彼女は1年半前の試合中、右膝前十字靭帯を断裂。選手生命を奪われかねないケガを負い、以来、懸命のリハビリを続けてきた。

「日本一になることを夢見てきて……、もう地獄に落ちた。これからどうやって生きていこうって絶望してました」

そんなとき、病室にいくつものビデオメッセージが届く。ファミからだった。

『里華、がんばって!』『大好き!』『はやく戻ってこいよ!』

これを見て、山根に[あきらめる]という選択肢はなくなった。

「ファミが見てるから頑張ろうとか、ファミに恥ずかしくないようにリハビリしなきゃとか、そういうモチベーションにつながっていました」

慶應女子ラクロス部の練習は、いつも河川敷のグラウンドで行われる。

キャプテンの横手希未子(4年)が部員をファーストネームで点呼する。このファーストネーム呼びも、部の良き伝統だ。

もちろん中心メンバーの山根もそこに名を連ねるが、リハビリ中の彼女はまだ練習には参加できない。それでも明るく、自分のファミたちを紹介してくれた。

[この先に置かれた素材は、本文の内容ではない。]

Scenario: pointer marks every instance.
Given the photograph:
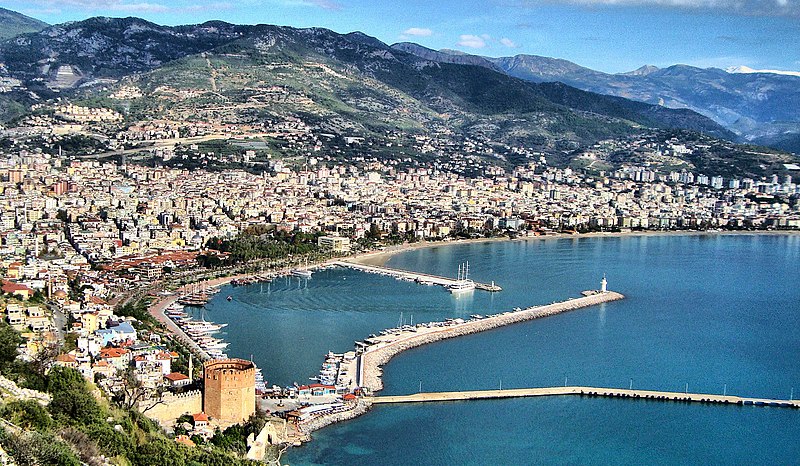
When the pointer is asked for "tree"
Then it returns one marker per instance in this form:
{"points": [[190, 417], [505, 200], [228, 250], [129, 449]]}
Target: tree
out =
{"points": [[9, 342], [27, 414], [72, 403], [131, 392]]}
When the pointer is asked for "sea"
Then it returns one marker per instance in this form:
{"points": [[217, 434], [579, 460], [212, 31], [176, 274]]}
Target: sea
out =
{"points": [[712, 313]]}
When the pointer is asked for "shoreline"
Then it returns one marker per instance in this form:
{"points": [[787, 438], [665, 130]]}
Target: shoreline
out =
{"points": [[375, 357], [379, 258], [373, 363]]}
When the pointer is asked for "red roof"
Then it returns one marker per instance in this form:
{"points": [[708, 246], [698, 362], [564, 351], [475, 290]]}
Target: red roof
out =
{"points": [[66, 358], [176, 376], [11, 288], [319, 385], [109, 353]]}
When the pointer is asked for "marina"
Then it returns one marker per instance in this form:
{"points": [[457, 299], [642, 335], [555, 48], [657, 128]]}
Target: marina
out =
{"points": [[588, 392], [460, 284], [379, 349]]}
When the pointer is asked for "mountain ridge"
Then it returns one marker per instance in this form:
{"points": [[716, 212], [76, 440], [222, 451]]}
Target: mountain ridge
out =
{"points": [[13, 24]]}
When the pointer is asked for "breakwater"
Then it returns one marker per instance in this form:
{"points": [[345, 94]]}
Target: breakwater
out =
{"points": [[589, 392], [419, 277], [357, 408], [383, 349]]}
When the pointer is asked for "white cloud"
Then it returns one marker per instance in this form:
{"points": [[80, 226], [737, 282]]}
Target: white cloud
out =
{"points": [[508, 42], [419, 32], [58, 6], [325, 4], [472, 41], [738, 7]]}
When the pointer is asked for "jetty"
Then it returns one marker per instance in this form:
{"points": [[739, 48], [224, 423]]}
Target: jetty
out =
{"points": [[588, 392], [423, 278], [376, 351]]}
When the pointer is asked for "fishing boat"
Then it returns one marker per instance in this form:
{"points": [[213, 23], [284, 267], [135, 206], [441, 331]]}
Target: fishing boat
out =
{"points": [[462, 284]]}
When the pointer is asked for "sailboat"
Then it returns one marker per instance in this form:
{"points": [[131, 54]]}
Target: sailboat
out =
{"points": [[462, 284]]}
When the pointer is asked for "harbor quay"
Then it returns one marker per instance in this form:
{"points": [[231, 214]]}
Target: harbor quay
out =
{"points": [[378, 350], [585, 391], [422, 278]]}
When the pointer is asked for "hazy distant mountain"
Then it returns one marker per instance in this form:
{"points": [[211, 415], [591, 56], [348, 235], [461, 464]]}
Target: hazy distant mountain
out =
{"points": [[748, 70], [13, 24], [753, 104], [445, 56], [759, 105], [66, 55]]}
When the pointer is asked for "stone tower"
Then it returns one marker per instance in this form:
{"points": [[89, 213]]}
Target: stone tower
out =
{"points": [[229, 392]]}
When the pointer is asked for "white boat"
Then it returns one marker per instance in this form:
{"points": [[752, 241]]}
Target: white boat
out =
{"points": [[303, 273], [462, 284]]}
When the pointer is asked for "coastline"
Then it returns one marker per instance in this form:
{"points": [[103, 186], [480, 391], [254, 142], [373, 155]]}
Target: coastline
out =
{"points": [[379, 258], [380, 358], [380, 354]]}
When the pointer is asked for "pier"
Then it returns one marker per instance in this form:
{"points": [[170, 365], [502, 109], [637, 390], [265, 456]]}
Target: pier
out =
{"points": [[586, 391], [377, 351], [418, 277]]}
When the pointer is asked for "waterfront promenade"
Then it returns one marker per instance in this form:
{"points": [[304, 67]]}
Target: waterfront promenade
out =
{"points": [[414, 276], [383, 348], [585, 391]]}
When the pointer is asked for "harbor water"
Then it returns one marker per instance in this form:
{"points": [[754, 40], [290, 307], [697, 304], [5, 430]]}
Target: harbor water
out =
{"points": [[705, 313]]}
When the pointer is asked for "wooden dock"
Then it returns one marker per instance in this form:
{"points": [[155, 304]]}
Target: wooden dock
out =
{"points": [[587, 392], [418, 277]]}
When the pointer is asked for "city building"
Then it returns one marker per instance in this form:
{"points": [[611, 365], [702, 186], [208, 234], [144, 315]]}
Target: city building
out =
{"points": [[229, 393]]}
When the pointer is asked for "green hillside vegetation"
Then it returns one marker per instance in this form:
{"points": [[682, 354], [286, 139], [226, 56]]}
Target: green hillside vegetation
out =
{"points": [[13, 24], [79, 425]]}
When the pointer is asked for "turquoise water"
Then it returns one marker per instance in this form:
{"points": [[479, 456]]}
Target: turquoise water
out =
{"points": [[700, 310]]}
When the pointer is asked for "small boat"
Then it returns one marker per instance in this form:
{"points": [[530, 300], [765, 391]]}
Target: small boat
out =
{"points": [[303, 273]]}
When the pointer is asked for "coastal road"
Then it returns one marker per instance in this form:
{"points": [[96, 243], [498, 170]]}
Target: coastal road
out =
{"points": [[585, 391]]}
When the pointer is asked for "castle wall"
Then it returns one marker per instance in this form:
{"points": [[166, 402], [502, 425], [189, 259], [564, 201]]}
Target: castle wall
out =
{"points": [[229, 392]]}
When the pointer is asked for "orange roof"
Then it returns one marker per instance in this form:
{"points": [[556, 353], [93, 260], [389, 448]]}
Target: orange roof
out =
{"points": [[109, 353], [185, 440], [176, 376], [66, 358], [96, 300]]}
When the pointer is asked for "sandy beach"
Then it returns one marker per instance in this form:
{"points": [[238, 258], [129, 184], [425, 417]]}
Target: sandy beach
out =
{"points": [[379, 258]]}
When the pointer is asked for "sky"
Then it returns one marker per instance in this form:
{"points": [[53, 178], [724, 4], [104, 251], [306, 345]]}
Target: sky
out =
{"points": [[605, 35]]}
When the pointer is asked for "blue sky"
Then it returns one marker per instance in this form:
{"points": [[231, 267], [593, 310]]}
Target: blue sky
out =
{"points": [[606, 35]]}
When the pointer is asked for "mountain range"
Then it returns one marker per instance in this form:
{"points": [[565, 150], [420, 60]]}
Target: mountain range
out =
{"points": [[347, 84], [760, 106], [13, 24], [362, 69]]}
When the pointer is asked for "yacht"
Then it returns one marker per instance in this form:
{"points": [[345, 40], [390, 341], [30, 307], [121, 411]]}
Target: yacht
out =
{"points": [[462, 284], [303, 273]]}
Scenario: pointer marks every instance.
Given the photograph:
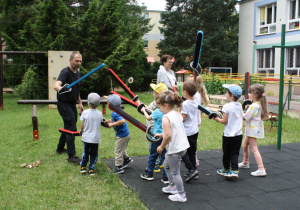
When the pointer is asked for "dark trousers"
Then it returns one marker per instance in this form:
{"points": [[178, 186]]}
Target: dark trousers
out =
{"points": [[189, 158], [153, 156], [89, 151], [69, 114], [231, 150]]}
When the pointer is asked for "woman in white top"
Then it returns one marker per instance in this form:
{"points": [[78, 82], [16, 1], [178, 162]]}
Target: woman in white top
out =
{"points": [[165, 74], [175, 141]]}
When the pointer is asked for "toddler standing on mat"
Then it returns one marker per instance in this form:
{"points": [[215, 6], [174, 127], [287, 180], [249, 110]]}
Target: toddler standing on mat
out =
{"points": [[254, 128], [175, 141]]}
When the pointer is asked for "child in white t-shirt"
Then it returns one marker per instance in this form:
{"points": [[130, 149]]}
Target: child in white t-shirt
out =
{"points": [[90, 128], [175, 141], [232, 136], [190, 117]]}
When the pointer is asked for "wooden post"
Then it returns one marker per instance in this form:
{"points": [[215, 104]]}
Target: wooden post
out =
{"points": [[35, 123]]}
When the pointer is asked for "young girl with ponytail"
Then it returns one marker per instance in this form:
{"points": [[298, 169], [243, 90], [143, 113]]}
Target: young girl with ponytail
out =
{"points": [[254, 128]]}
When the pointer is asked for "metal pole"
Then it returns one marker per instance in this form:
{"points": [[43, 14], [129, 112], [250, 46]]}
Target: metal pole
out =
{"points": [[1, 81], [281, 87]]}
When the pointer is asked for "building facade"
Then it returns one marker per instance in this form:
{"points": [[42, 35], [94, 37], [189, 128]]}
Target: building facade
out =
{"points": [[153, 37], [260, 27]]}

「私が最高学年なので家族の大黒柱になって引っ張っていかなきゃ、とは思っているんですよ」

その言葉を、ファミの佐藤優衣(2年)や秋山美里(3年)、重村百香(2年)がニヤニヤしながら聞いている。

『ほぉ……、大黒柱ねぇ』

「なんだよぉお!」

学年の垣根なく仲がいい。事実だった。

ファミの存在によって彼女たちは親密な関係を持つが、それはラクロスのプレー自体にもつながると、長年、部を指導する大久保宣浩コーチは教えてくれた。

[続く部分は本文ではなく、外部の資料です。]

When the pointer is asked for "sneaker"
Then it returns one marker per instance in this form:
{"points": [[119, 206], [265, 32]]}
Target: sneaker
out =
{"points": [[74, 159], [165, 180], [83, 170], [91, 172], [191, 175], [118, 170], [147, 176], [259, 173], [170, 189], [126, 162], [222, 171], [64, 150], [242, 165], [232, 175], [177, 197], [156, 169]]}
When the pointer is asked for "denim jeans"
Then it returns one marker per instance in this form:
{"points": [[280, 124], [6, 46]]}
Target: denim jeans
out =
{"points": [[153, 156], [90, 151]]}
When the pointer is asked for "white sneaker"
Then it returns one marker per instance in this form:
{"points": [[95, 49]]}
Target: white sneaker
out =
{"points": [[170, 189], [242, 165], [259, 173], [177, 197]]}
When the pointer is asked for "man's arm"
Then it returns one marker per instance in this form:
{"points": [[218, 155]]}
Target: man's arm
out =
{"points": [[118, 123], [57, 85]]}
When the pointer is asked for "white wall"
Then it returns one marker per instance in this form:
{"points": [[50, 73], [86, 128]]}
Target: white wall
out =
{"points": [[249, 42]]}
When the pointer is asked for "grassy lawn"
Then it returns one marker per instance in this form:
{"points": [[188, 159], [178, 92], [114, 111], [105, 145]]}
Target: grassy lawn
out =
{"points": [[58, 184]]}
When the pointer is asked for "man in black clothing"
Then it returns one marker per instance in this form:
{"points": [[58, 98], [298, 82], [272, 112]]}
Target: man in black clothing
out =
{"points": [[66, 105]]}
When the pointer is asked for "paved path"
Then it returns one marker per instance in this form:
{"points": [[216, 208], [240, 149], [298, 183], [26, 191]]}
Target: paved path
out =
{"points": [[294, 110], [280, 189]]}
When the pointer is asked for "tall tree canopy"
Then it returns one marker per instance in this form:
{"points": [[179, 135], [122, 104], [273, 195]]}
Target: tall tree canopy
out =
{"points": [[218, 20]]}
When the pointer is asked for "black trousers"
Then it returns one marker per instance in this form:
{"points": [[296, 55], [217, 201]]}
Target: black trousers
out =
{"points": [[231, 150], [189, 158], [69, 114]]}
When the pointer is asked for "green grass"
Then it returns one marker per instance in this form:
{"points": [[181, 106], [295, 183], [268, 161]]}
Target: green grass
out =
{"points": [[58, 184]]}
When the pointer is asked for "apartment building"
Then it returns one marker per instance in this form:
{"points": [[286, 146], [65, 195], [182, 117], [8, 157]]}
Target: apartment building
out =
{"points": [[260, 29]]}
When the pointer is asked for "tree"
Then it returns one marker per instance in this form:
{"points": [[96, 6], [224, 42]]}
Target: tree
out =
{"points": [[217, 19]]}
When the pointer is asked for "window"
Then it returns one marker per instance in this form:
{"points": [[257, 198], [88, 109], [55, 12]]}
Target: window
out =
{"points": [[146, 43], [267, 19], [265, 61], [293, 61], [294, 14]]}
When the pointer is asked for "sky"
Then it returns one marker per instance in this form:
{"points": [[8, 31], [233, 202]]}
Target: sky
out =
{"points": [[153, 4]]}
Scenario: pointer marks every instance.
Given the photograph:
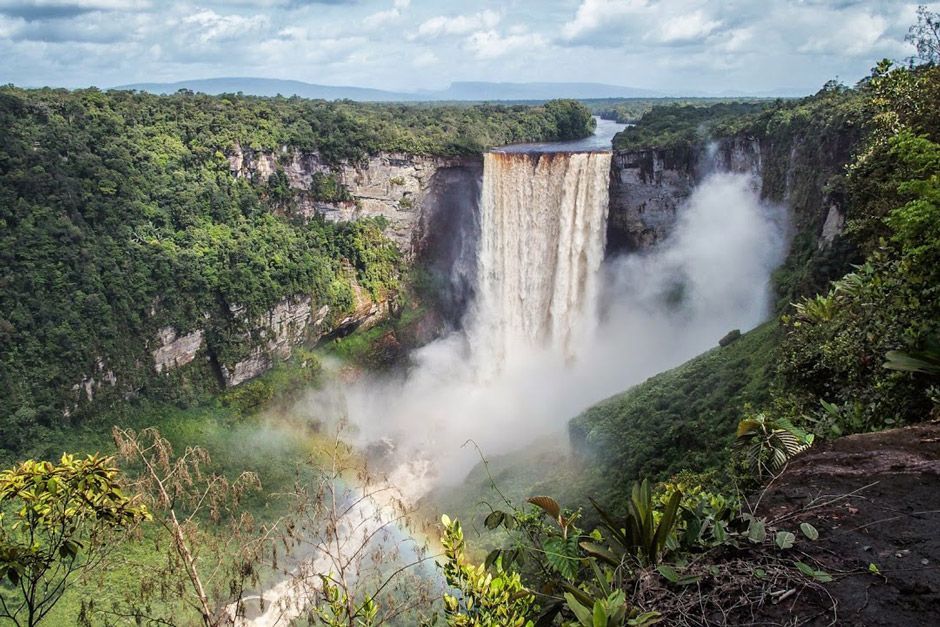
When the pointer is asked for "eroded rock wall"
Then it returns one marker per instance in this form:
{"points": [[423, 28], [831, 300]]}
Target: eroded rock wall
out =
{"points": [[647, 187], [398, 187]]}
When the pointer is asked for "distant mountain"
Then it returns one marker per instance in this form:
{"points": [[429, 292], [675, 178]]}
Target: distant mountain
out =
{"points": [[272, 87], [538, 91], [473, 91]]}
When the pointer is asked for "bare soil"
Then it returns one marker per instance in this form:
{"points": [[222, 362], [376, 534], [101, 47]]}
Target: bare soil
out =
{"points": [[875, 500]]}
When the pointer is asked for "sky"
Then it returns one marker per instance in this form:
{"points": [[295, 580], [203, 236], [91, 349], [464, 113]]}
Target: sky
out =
{"points": [[679, 46]]}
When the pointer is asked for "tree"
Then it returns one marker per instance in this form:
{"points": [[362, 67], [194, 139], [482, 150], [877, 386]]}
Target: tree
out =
{"points": [[925, 35], [203, 569], [55, 522]]}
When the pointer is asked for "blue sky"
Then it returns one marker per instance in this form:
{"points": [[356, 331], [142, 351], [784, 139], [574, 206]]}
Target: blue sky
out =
{"points": [[674, 45]]}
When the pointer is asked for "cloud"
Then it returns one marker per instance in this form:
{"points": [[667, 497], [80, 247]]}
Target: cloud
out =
{"points": [[383, 18], [858, 34], [52, 9], [687, 27], [490, 44], [595, 20], [458, 24], [207, 27]]}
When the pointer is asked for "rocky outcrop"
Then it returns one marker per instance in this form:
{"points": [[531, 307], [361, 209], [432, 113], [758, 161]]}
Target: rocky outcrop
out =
{"points": [[274, 336], [646, 189], [398, 187], [295, 321], [174, 351]]}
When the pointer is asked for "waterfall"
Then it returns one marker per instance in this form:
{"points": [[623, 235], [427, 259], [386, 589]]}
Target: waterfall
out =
{"points": [[543, 229]]}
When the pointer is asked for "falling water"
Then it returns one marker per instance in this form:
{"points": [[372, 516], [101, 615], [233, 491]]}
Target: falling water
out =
{"points": [[542, 240]]}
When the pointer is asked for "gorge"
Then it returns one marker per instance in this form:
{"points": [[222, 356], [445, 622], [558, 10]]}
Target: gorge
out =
{"points": [[472, 312]]}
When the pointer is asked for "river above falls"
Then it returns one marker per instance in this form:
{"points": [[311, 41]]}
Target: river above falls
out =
{"points": [[599, 141]]}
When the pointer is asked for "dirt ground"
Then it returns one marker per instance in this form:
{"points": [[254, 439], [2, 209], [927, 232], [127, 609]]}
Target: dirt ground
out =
{"points": [[875, 500]]}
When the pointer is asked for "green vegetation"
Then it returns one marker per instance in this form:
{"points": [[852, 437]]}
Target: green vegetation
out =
{"points": [[120, 216], [631, 110], [681, 126], [682, 419], [57, 521], [838, 361], [833, 358]]}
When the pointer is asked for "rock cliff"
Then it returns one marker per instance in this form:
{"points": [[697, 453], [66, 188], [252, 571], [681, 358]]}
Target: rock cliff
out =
{"points": [[430, 204], [407, 190], [648, 187]]}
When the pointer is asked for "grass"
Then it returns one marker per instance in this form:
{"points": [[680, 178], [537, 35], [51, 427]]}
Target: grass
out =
{"points": [[269, 441], [681, 419]]}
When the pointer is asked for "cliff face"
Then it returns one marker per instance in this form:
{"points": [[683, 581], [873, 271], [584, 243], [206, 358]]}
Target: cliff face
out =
{"points": [[407, 190], [430, 204], [647, 187]]}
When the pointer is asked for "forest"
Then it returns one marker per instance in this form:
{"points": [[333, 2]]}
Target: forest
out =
{"points": [[176, 504], [120, 215]]}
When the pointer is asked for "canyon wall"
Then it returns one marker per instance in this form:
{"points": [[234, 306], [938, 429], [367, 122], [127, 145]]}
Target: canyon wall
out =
{"points": [[409, 191], [431, 208], [648, 187]]}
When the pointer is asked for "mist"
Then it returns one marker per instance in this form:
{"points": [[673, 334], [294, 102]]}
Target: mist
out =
{"points": [[653, 312]]}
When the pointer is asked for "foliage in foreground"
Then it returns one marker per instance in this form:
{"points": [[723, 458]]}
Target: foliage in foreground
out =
{"points": [[57, 521], [679, 555]]}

「一般的にラクロスは主力選手が攻撃を担うものですが、慶應は全員攻撃が特徴です。あうんの呼吸でコートにいる誰もがシュートを打ち、誰もがアスシトに回れるのは、ファミの良い影響でしょうね」

この日の練習では、ゴール裏もプレーゾーンであるラクロスの特徴を生かして、意表を突いたパス回しからのフェイントプレーが鮮やかに決まる。

キャプテンの横手が、そのプレーを解説する。

「パスを始めとするラクロスの動きは、選手同士のコミュニケーションで成り立つと思うので、(ファミのおかげで)チームメイトをよく分かっているからこそ、それがチーム力を倍増させているんです」

コートの外から練習を見守る山根が、大きな声で指示を出している。

高校までバスケットボールに打ち込んでいた彼女は、その経験を生かし、1年生の終わりには、わずか20人枠のレギュラーメンバー入りを果たす。そして、主力選手として日本一を目指す日々に没頭していた。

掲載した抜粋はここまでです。